[Date Prev][Date Next][Thread Prev][Thread Next]
[Date Index]
[Thread Index]
- Subject: Re: inline Lua?
- From: David Manura <dm.lua@...>
- Date: Sun, 26 Feb 2006 05:13:45 +0000 (UTC)
David Given <dg <at> cowlark.com> writes:
>
> On Saturday 25 February 2006 12:41, Chris wrote:
> [...]
> > Probably the easiest way to test this would be with the Microsoft compiler
> > because it can inline function calls from object code (maybe ICC can do
> > this as well; ?).
> ...
> I have a little script here:
http://svn.sourceforge.net/viewcvs.cgi/primemover/pm/build-tools/collapse.lua?view=markup&rev=6
> ...which I use to collapse the Lua 5.0 VM into a single C file.

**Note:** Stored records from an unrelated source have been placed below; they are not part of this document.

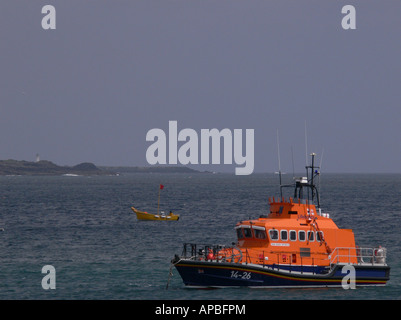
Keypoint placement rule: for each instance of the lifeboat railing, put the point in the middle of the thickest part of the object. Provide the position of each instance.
(362, 256)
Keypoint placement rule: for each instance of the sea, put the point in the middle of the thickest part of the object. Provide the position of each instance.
(84, 228)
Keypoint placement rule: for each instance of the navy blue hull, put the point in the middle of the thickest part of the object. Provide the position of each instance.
(217, 274)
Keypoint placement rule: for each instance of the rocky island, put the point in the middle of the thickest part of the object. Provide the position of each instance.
(44, 167)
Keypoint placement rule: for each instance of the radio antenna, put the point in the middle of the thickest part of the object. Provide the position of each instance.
(279, 164)
(306, 146)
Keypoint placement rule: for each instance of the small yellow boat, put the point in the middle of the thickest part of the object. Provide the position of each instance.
(141, 215)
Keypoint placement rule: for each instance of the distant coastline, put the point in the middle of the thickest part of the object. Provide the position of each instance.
(48, 168)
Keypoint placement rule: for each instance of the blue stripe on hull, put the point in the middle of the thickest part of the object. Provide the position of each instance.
(226, 275)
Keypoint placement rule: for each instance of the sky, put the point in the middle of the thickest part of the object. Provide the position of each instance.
(91, 89)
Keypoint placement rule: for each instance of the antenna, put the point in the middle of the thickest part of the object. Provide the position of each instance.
(293, 167)
(279, 164)
(306, 146)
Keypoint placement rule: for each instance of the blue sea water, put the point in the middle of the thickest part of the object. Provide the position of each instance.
(83, 226)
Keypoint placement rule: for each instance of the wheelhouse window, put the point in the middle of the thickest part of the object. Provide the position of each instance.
(273, 233)
(259, 234)
(247, 233)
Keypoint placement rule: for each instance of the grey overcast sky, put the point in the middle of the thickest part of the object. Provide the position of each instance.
(91, 89)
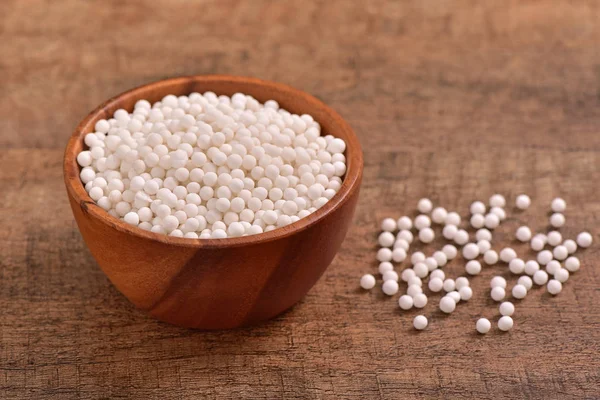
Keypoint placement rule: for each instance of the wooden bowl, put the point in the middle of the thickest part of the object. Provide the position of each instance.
(216, 283)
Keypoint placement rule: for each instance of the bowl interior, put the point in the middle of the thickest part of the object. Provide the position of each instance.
(291, 99)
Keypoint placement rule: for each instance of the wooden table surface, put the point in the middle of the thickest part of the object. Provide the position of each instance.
(451, 100)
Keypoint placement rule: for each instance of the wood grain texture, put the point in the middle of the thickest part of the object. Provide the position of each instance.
(221, 283)
(453, 100)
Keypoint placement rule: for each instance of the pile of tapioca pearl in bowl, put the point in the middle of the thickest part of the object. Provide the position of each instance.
(207, 166)
(552, 266)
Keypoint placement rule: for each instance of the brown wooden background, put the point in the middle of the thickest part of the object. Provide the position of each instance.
(451, 99)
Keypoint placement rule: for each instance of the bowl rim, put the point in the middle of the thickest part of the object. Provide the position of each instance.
(76, 190)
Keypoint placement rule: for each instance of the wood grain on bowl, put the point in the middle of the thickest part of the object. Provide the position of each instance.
(216, 283)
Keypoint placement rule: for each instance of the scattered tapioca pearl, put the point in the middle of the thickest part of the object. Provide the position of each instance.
(398, 254)
(449, 231)
(384, 254)
(505, 323)
(492, 221)
(440, 258)
(431, 263)
(414, 290)
(570, 245)
(483, 246)
(507, 254)
(424, 206)
(435, 284)
(497, 200)
(465, 293)
(554, 238)
(417, 257)
(420, 322)
(562, 275)
(426, 235)
(390, 275)
(367, 281)
(422, 221)
(405, 302)
(584, 239)
(419, 300)
(477, 221)
(404, 223)
(499, 212)
(537, 243)
(405, 235)
(507, 308)
(531, 267)
(450, 251)
(540, 278)
(544, 257)
(386, 239)
(447, 304)
(470, 251)
(554, 287)
(557, 220)
(454, 295)
(498, 293)
(560, 252)
(385, 266)
(490, 257)
(516, 266)
(498, 281)
(519, 291)
(453, 218)
(438, 215)
(461, 237)
(388, 225)
(407, 274)
(572, 264)
(438, 273)
(477, 207)
(390, 287)
(473, 267)
(415, 280)
(449, 285)
(483, 325)
(558, 205)
(461, 282)
(523, 202)
(523, 234)
(483, 234)
(402, 244)
(421, 269)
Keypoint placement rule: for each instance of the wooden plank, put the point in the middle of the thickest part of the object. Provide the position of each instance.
(452, 100)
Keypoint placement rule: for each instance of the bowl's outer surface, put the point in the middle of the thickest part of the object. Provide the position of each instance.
(227, 283)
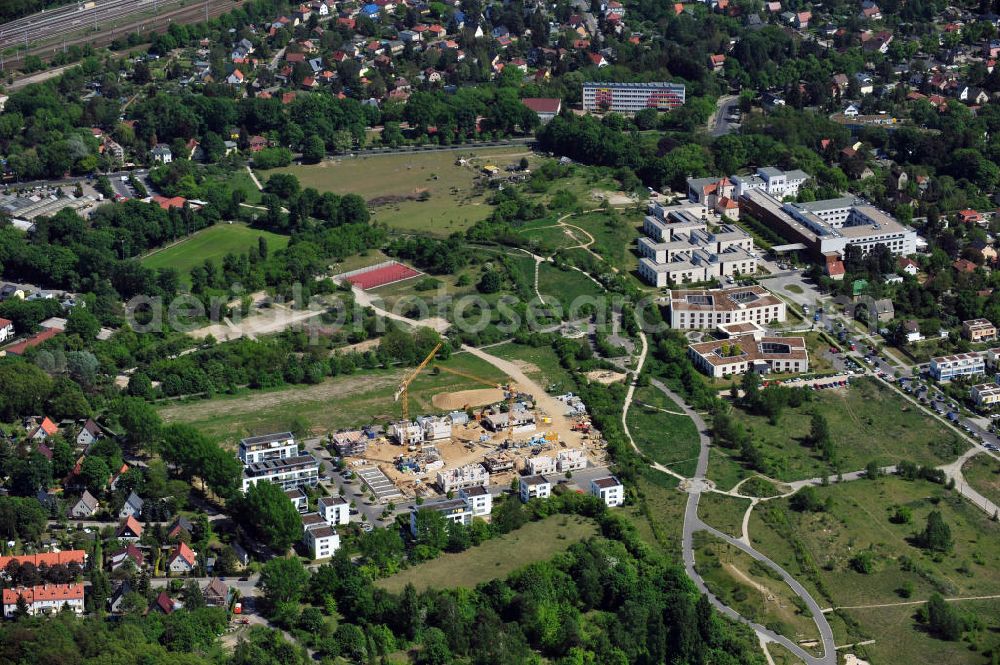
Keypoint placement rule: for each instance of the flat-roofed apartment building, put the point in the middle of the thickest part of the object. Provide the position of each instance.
(705, 309)
(631, 98)
(286, 473)
(985, 394)
(828, 227)
(680, 248)
(979, 330)
(779, 355)
(269, 446)
(946, 368)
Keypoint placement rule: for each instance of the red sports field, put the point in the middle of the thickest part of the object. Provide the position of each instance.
(382, 275)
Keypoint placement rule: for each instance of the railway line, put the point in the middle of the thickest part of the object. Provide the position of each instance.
(97, 22)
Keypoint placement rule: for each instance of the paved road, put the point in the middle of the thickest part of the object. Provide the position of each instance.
(693, 524)
(718, 124)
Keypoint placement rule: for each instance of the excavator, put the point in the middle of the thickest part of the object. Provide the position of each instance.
(509, 389)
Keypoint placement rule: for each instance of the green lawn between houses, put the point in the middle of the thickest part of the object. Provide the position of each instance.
(495, 558)
(211, 243)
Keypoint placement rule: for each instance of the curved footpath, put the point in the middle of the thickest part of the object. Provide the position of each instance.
(693, 524)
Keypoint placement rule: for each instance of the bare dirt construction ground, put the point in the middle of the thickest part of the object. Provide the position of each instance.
(606, 377)
(465, 398)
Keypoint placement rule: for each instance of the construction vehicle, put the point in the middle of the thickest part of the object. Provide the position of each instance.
(404, 388)
(509, 391)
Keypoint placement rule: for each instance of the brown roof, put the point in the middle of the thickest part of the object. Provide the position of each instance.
(46, 558)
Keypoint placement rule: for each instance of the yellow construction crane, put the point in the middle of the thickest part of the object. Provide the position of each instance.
(404, 388)
(510, 389)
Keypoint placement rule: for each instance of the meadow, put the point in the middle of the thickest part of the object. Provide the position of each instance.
(394, 185)
(495, 558)
(212, 244)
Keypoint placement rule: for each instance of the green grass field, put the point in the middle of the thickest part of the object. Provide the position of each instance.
(392, 184)
(540, 363)
(723, 512)
(983, 474)
(868, 422)
(569, 287)
(338, 402)
(668, 438)
(818, 548)
(614, 235)
(211, 243)
(496, 558)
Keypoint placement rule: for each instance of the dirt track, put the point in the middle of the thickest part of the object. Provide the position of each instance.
(463, 398)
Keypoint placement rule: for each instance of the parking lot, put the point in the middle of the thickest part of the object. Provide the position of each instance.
(379, 484)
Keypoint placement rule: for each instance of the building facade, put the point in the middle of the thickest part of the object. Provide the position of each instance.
(629, 98)
(979, 330)
(746, 353)
(44, 599)
(287, 473)
(534, 487)
(268, 447)
(679, 247)
(708, 309)
(946, 368)
(609, 490)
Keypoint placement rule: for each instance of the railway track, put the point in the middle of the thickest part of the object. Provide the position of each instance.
(46, 33)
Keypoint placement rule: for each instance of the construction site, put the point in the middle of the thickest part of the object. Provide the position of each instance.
(484, 436)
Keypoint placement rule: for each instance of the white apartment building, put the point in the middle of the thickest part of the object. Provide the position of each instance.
(471, 475)
(534, 487)
(680, 247)
(44, 599)
(478, 499)
(453, 510)
(609, 490)
(707, 309)
(321, 539)
(629, 98)
(540, 465)
(828, 227)
(769, 179)
(286, 473)
(334, 510)
(269, 446)
(746, 353)
(946, 368)
(571, 459)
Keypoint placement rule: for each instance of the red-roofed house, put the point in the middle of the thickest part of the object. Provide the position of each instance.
(129, 530)
(46, 559)
(546, 107)
(171, 202)
(964, 265)
(33, 341)
(128, 553)
(163, 603)
(44, 431)
(182, 559)
(597, 59)
(969, 216)
(45, 599)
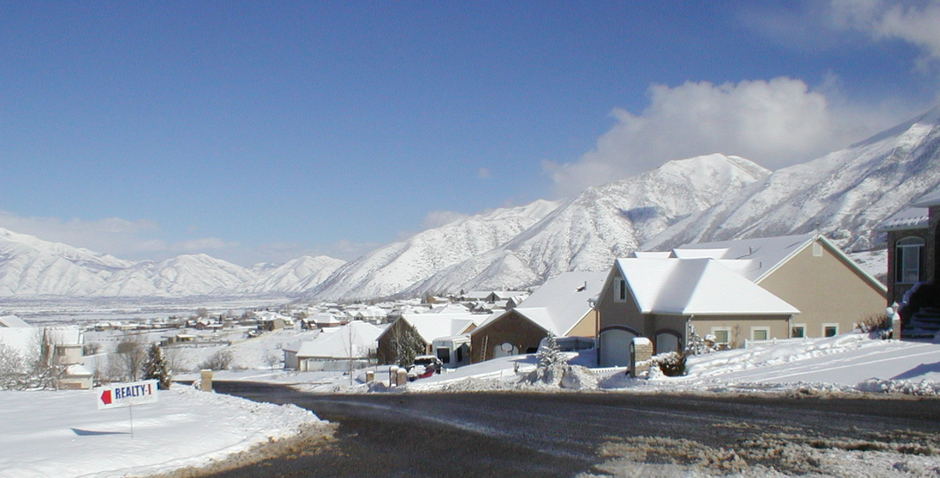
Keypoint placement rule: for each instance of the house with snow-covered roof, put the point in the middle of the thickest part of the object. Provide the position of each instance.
(734, 291)
(421, 330)
(352, 344)
(562, 306)
(913, 236)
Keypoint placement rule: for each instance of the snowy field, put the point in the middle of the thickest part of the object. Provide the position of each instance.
(62, 434)
(845, 363)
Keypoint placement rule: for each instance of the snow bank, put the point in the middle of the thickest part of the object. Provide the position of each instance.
(64, 434)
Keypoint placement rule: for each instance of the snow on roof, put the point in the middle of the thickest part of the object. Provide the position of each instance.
(361, 335)
(907, 218)
(450, 308)
(324, 318)
(763, 254)
(649, 254)
(432, 326)
(928, 200)
(64, 334)
(562, 301)
(12, 321)
(696, 286)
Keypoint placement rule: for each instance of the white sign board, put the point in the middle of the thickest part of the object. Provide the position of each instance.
(126, 394)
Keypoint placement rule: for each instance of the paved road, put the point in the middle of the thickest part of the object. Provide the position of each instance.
(488, 434)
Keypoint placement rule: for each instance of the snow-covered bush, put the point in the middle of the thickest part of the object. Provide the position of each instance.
(220, 360)
(874, 323)
(551, 363)
(672, 364)
(156, 367)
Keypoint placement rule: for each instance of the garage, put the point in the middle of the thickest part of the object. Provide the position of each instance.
(615, 347)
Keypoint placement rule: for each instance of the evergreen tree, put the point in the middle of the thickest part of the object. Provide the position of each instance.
(551, 362)
(156, 368)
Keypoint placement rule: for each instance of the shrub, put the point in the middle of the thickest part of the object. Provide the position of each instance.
(874, 323)
(220, 360)
(672, 364)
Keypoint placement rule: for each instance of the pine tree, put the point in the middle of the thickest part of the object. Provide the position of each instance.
(551, 362)
(156, 368)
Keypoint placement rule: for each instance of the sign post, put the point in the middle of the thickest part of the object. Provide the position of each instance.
(118, 395)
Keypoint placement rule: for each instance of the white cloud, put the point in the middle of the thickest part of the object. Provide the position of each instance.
(116, 236)
(439, 218)
(123, 238)
(775, 123)
(918, 24)
(204, 244)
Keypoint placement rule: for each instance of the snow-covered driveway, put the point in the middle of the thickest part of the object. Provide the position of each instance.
(843, 360)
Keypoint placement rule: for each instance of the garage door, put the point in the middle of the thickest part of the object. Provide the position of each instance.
(615, 348)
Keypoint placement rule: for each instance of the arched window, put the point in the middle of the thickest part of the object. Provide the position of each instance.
(909, 260)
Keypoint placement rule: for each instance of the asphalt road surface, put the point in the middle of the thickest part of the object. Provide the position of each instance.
(503, 434)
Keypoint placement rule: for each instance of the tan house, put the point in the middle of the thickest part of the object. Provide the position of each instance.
(424, 328)
(733, 291)
(562, 306)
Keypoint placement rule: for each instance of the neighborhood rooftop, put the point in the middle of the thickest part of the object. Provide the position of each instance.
(563, 300)
(761, 254)
(696, 286)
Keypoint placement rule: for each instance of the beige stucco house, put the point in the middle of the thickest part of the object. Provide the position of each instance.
(562, 306)
(735, 291)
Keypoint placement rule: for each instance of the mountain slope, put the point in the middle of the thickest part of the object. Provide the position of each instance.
(296, 275)
(602, 223)
(30, 266)
(844, 194)
(391, 269)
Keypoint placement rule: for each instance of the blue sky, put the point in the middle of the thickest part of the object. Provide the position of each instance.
(259, 131)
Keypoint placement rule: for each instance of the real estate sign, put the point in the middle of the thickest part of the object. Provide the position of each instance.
(126, 394)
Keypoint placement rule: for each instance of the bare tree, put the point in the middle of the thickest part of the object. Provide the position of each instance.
(220, 360)
(131, 353)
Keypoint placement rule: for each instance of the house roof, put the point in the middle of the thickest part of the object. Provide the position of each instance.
(12, 321)
(560, 303)
(907, 218)
(362, 335)
(928, 200)
(760, 256)
(696, 286)
(432, 326)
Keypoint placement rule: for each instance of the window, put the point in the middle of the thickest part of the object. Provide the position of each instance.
(667, 342)
(722, 335)
(909, 260)
(760, 333)
(620, 290)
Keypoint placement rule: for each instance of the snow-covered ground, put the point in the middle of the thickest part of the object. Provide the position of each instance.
(847, 363)
(63, 433)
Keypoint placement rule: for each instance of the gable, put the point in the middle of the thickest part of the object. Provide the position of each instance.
(820, 260)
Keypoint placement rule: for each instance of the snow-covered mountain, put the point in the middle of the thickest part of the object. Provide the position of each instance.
(30, 266)
(844, 194)
(295, 276)
(600, 224)
(394, 268)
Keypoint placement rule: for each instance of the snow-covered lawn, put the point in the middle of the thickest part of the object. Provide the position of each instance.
(846, 360)
(62, 433)
(850, 362)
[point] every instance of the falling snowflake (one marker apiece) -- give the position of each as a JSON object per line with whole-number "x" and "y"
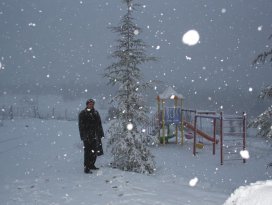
{"x": 244, "y": 154}
{"x": 193, "y": 182}
{"x": 129, "y": 126}
{"x": 260, "y": 28}
{"x": 190, "y": 38}
{"x": 136, "y": 32}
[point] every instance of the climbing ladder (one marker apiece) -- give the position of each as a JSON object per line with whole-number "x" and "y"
{"x": 232, "y": 137}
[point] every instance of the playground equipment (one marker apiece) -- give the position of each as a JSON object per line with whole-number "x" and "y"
{"x": 189, "y": 122}
{"x": 169, "y": 116}
{"x": 232, "y": 137}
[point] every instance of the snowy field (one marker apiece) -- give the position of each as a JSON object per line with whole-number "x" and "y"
{"x": 41, "y": 163}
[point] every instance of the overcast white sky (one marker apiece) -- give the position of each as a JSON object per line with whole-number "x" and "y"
{"x": 68, "y": 41}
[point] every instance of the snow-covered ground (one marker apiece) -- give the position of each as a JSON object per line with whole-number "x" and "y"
{"x": 42, "y": 163}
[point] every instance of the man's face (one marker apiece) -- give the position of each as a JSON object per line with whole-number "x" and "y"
{"x": 90, "y": 105}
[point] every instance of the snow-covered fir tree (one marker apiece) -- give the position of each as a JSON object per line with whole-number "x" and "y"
{"x": 126, "y": 137}
{"x": 264, "y": 121}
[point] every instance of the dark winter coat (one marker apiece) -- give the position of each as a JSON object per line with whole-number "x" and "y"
{"x": 90, "y": 128}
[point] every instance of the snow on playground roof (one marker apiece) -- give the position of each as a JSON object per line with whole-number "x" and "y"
{"x": 169, "y": 92}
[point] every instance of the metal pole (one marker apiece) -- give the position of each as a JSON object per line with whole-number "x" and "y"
{"x": 221, "y": 138}
{"x": 244, "y": 134}
{"x": 194, "y": 146}
{"x": 214, "y": 135}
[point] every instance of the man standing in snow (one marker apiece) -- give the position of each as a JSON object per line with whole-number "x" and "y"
{"x": 91, "y": 132}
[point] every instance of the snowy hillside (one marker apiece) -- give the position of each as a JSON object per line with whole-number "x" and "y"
{"x": 41, "y": 163}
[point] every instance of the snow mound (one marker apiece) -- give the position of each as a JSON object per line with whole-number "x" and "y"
{"x": 255, "y": 193}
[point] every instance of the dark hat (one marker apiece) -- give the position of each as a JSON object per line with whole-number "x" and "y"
{"x": 90, "y": 100}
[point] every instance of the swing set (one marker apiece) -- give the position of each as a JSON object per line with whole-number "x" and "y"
{"x": 190, "y": 124}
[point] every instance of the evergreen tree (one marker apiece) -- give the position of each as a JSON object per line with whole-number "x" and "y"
{"x": 264, "y": 121}
{"x": 129, "y": 151}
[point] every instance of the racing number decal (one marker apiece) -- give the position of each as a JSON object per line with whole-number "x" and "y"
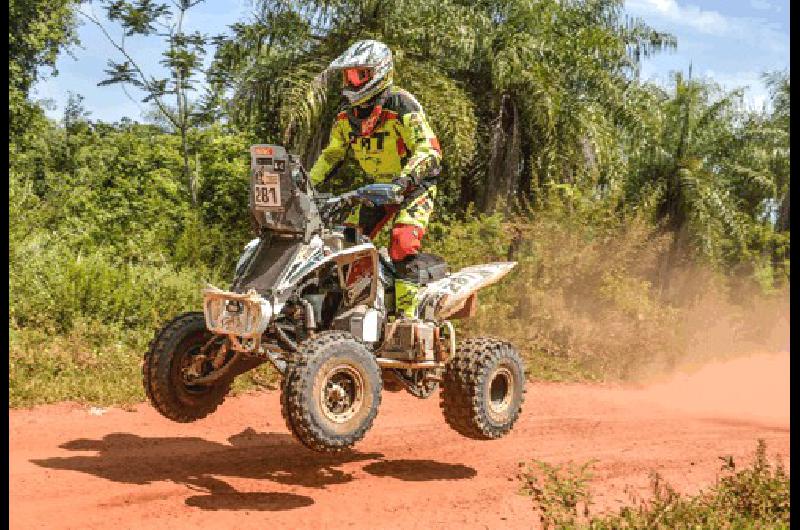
{"x": 366, "y": 141}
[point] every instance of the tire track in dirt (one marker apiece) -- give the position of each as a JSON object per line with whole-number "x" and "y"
{"x": 240, "y": 468}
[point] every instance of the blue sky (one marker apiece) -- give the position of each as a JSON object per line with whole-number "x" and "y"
{"x": 732, "y": 42}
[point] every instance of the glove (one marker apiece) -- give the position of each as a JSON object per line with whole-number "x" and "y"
{"x": 403, "y": 184}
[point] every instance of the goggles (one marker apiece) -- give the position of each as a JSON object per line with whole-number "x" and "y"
{"x": 356, "y": 77}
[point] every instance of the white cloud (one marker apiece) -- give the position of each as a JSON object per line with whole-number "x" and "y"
{"x": 764, "y": 5}
{"x": 755, "y": 94}
{"x": 756, "y": 31}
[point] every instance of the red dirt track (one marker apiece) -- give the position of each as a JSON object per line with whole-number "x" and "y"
{"x": 240, "y": 468}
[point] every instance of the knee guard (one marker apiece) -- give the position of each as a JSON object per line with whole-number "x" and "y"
{"x": 406, "y": 241}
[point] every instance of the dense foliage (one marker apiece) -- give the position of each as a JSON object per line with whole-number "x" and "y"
{"x": 602, "y": 186}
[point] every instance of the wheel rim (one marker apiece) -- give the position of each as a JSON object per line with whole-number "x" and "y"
{"x": 501, "y": 393}
{"x": 186, "y": 355}
{"x": 342, "y": 394}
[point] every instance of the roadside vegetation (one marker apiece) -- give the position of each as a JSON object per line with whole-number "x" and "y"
{"x": 650, "y": 223}
{"x": 756, "y": 496}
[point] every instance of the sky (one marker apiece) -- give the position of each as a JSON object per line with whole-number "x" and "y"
{"x": 731, "y": 41}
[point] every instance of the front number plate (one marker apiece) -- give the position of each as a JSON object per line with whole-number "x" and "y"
{"x": 268, "y": 191}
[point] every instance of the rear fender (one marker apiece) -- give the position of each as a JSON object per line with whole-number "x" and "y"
{"x": 443, "y": 298}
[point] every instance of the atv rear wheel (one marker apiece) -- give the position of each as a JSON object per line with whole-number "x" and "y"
{"x": 483, "y": 388}
{"x": 172, "y": 350}
{"x": 331, "y": 392}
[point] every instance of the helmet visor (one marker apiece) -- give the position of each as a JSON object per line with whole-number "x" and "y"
{"x": 356, "y": 77}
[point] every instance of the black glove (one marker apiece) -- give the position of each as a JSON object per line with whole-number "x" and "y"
{"x": 404, "y": 184}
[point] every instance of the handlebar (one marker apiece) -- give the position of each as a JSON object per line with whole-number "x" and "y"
{"x": 332, "y": 208}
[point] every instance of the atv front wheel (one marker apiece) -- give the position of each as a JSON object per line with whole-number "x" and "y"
{"x": 482, "y": 388}
{"x": 331, "y": 392}
{"x": 173, "y": 350}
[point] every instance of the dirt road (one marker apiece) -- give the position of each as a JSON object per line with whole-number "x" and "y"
{"x": 70, "y": 468}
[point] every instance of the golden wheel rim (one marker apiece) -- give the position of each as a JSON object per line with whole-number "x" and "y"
{"x": 501, "y": 393}
{"x": 341, "y": 394}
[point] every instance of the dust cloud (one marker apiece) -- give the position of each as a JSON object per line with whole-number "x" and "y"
{"x": 753, "y": 388}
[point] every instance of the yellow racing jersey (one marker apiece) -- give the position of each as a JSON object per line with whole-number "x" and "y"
{"x": 401, "y": 143}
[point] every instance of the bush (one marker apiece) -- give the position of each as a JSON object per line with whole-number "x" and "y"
{"x": 755, "y": 497}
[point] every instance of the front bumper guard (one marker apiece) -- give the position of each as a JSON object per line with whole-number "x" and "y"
{"x": 242, "y": 317}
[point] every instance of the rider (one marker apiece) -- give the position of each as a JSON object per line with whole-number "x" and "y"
{"x": 385, "y": 128}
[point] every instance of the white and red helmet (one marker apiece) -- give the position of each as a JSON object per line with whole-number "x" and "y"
{"x": 367, "y": 70}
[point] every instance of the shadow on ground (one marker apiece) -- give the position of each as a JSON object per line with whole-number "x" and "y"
{"x": 196, "y": 463}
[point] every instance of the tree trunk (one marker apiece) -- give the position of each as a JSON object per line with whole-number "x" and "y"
{"x": 504, "y": 158}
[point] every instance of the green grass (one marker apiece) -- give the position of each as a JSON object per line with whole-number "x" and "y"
{"x": 757, "y": 496}
{"x": 95, "y": 363}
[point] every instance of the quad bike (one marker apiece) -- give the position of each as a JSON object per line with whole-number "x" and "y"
{"x": 316, "y": 300}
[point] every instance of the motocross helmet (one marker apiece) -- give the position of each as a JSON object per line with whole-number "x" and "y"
{"x": 366, "y": 68}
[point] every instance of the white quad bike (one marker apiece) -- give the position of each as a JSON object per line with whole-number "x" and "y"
{"x": 316, "y": 300}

David, I did two simple tests comparing the non-collapsed with the collapsed
generated by your script. test1 is based on sieve.lua and test2 is based on
sort.lua (on 10000 random numbers)--both with I/O removed. This is
ming/gcc-3.4/winxp. It's an interesting idea, but "global optimization" didn't
seem to make much of a difference as shown:
time ./lua -e N=100000 test1.lua
separate: 6.380s, 6.477s, 6.393s
combined: 6.394s, 6.472s, 6.406s
time ./lua ./test2.lua
separate: 16.374, 16.413, 16.414
combined: 16.874, 16.855, 16.869
What does sometimes make a difference is upping the optimization level from -O2
(Lua's default) to -O3. -O3 includes -finline-functions (inlining). Here's the
results (non-collapsed) using various optimization levels:
$ time ./lua.exe -e N=100000 ../../test1.lua
O0: 11.279s, 11.279s
O1: 13.843s, 13.817s
O2: 11.684s, 11.679s
O3: 5.217s, 5.178s **
$ time ./lua.exe ../../test2.lua
O0 29.497s, 29.484s
O1 16.987s, 16.991s
O2 17.347s, 17.334s
O3 17.115s, 17.123s **
Using -O2 with -finline-functions gives similar results to -O3. Maybe the
improvement only on test1 is due to test2 being memory bound--just a guess.